3. Technical contribution : We will contribute to submitting patent applications (With sponsors' name), writing innovative publications (With acknowledgement) for spreading sponsor companies' ideas about global sustainability and discussing with many researchers in the world to enhance our project. With these activities, it is expected to enhance our project results and global sustainability at the same time.
4. Design Introduction
- Purpose of design : Ultra-low power CNN applications
- Application scope : Computer vision
- Targeted users : Various tech companies in the world
- Usage of Intel FPGA devices
: To design this project, I considered several factors.
First, Scalability: To find a golden trade-off point of performance for this project, it requires a scalable Neural Processing Unit. So I choose Intel's FPGA platform because it provides rich hardware resources for this kind of scaling work.
Second, Programmability: This is related to the first factor. For searching a golden trade-off point and maintaining relevant processors with latest features, it requires programmability for enabling re-programmable hardware architecture and relevant components. Since it is possible to do it with Intel's FPGA chip and S/W, I choose Intel's FPGA platform.
Finally, Comfortable UX: I already used Intel's FPGA platform, so I choose it for this project because of its easy and intuitive UX. I think this would be helpful to accelerate my project with Intel's FPGA platform.
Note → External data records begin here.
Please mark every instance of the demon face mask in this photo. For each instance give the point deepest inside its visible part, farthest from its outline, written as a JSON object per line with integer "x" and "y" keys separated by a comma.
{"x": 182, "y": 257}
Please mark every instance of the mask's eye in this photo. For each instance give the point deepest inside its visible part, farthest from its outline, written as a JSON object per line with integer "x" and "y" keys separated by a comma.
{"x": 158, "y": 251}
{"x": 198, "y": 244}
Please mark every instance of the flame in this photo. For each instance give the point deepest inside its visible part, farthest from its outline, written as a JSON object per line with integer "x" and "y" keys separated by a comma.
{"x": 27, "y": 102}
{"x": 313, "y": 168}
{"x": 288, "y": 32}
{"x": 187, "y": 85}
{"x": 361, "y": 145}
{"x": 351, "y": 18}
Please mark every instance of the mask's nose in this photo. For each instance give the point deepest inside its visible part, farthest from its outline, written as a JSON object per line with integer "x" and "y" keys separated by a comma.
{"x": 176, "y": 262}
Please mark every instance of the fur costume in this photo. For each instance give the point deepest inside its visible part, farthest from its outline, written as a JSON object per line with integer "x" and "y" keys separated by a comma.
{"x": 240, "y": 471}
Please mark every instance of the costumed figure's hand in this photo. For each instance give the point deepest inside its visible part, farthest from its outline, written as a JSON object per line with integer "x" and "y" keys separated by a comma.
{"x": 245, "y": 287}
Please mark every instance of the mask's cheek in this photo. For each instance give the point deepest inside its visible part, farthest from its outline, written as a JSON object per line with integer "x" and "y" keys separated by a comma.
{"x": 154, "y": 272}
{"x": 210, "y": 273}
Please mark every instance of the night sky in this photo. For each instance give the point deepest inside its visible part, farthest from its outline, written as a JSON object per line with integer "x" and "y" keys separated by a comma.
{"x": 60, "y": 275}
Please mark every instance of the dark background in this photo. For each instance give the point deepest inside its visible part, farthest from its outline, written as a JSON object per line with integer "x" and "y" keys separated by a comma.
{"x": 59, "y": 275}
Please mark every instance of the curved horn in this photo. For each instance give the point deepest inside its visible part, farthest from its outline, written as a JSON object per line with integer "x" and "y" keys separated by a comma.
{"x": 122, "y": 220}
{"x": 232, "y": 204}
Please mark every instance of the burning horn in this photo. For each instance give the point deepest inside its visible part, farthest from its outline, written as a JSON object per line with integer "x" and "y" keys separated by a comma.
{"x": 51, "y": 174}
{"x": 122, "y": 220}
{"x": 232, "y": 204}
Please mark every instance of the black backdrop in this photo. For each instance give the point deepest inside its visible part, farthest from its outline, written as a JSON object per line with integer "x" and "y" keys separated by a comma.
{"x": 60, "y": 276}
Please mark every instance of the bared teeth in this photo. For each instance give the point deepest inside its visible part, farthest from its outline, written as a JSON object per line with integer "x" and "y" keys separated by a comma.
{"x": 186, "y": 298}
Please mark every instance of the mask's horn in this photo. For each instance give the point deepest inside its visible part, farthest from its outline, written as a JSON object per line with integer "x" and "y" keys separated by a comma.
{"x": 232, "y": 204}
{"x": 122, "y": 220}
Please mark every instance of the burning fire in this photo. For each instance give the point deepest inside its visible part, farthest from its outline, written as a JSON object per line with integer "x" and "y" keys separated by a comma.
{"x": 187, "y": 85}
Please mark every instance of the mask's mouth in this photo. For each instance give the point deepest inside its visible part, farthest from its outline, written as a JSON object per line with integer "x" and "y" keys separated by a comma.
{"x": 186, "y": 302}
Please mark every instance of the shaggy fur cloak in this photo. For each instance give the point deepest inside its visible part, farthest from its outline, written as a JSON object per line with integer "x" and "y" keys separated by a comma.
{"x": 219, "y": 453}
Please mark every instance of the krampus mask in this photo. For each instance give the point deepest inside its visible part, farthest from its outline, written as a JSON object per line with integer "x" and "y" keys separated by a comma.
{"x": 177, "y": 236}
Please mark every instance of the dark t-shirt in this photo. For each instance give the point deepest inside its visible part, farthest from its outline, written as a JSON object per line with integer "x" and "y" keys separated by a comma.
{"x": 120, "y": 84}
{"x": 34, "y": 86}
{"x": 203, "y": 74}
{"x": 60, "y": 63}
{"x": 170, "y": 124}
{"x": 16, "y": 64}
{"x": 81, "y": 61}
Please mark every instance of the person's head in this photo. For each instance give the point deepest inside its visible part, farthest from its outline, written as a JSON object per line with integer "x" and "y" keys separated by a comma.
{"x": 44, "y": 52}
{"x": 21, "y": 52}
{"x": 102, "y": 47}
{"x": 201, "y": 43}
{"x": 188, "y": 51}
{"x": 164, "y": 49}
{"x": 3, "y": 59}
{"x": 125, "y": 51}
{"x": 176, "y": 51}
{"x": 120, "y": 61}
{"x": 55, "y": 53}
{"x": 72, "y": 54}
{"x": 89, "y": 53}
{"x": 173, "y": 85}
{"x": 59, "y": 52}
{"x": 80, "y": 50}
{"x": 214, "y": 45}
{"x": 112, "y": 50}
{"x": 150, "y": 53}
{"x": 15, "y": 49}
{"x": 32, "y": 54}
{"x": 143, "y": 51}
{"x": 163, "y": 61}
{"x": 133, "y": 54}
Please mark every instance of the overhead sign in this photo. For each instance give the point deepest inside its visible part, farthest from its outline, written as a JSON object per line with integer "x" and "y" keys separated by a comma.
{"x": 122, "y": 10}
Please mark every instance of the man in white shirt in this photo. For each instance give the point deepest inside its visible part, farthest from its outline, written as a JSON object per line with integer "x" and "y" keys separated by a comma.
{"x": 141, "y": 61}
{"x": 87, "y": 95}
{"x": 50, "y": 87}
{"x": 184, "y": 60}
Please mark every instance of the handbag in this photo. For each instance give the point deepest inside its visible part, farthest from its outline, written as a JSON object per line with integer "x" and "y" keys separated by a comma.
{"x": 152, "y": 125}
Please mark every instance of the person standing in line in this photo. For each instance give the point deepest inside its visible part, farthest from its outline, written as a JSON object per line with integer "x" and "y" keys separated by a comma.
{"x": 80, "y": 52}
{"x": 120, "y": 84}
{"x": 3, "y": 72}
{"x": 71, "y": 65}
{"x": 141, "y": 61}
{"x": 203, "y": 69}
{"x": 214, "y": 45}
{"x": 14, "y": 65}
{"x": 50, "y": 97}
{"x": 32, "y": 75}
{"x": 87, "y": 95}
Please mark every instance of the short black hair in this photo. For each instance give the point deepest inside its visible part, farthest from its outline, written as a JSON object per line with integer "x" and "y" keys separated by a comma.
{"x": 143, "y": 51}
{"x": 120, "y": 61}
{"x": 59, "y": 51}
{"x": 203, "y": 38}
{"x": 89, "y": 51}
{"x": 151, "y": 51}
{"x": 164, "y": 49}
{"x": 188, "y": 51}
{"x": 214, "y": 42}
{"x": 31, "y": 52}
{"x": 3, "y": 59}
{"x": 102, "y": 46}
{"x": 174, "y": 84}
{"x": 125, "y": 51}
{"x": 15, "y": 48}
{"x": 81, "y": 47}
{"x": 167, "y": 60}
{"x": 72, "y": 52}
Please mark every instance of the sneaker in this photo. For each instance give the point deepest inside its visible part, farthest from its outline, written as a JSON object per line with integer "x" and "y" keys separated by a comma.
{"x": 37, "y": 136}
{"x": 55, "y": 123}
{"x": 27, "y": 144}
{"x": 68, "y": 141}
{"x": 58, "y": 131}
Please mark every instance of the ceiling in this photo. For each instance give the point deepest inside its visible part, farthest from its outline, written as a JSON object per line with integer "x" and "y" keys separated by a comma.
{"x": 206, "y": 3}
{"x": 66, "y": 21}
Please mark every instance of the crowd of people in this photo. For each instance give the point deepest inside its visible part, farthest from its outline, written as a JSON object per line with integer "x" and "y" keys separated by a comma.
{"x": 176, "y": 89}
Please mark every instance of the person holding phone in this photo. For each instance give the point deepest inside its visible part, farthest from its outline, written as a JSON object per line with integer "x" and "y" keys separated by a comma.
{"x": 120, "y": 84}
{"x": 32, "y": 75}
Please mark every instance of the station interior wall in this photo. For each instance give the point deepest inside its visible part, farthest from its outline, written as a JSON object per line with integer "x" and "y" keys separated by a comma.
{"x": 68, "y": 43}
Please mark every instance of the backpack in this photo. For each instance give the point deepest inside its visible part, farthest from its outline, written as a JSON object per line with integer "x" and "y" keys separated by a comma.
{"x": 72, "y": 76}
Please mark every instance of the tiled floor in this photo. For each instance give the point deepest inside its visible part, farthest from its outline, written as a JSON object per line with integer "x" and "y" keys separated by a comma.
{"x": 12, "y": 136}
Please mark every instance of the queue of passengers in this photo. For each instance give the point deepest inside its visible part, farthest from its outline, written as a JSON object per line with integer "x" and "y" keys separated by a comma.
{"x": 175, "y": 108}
5. Functional description and implementation
We have a plan to design microprocessors with AI specified instruction sets, Neural Processing Units and relevant peripherals for this project.
Main focus for this project will be a heterogenous neural network accelerator for CNN applications with ultra-low power applications. For making this goal, I will invent novel algorithms for zero-skipping scheme, DVFS, load re-balancing algorithms, etc. I will try to implement almost entire algorithm but some algorithms might be tested only with simulation environment that we will design.
Relevant blocks will be designed from scratch (By verilog HDL) and software need to be determined whether it will be designed from scratch or modified. However, if there is enough time, we will try to design our own neural network to enhance performance of this project.
6. Performance metrics, performance to expectation
Since I am doing an evaluation work for looking for proper performance that is well-matched to the Intel's FPGA platform, there is no fixed performance parameters yet.
7. Sustainability results, resource savings achieved
- Microprocessor with AI specified instruction sets : This processor will be used to decode commands from Host PC and perform partial operation for Neural Network processing. For this work, we will design AI specified noval ISAs for this project.
- NPU : This custom processor will be used to perform Neural Network processing including convolution, pooling and activation, etc. For this work, we will design this processor with various AI specified features to accelerate performance of CNN applications.
- FSM : This small controller will be used to decode high-level commands via bus interface. For a smooth process, we will implement dual FIFO to occur storing and performing commands at the same time.
- SRAM : This component will be used to design on-chip memory for storing temp results from relevant processors to reduce DRAM access and enhance re-usability of data.
- Bus : This component will be used to transmit data from memory to processor and vice versa. Currently we are considering the addition of compression and optimized data arbitration scheme for better performance.
- Peripheral IPs : Since we are still considering interfaces for getting data from high-speed interface IPs, it needs to be determined.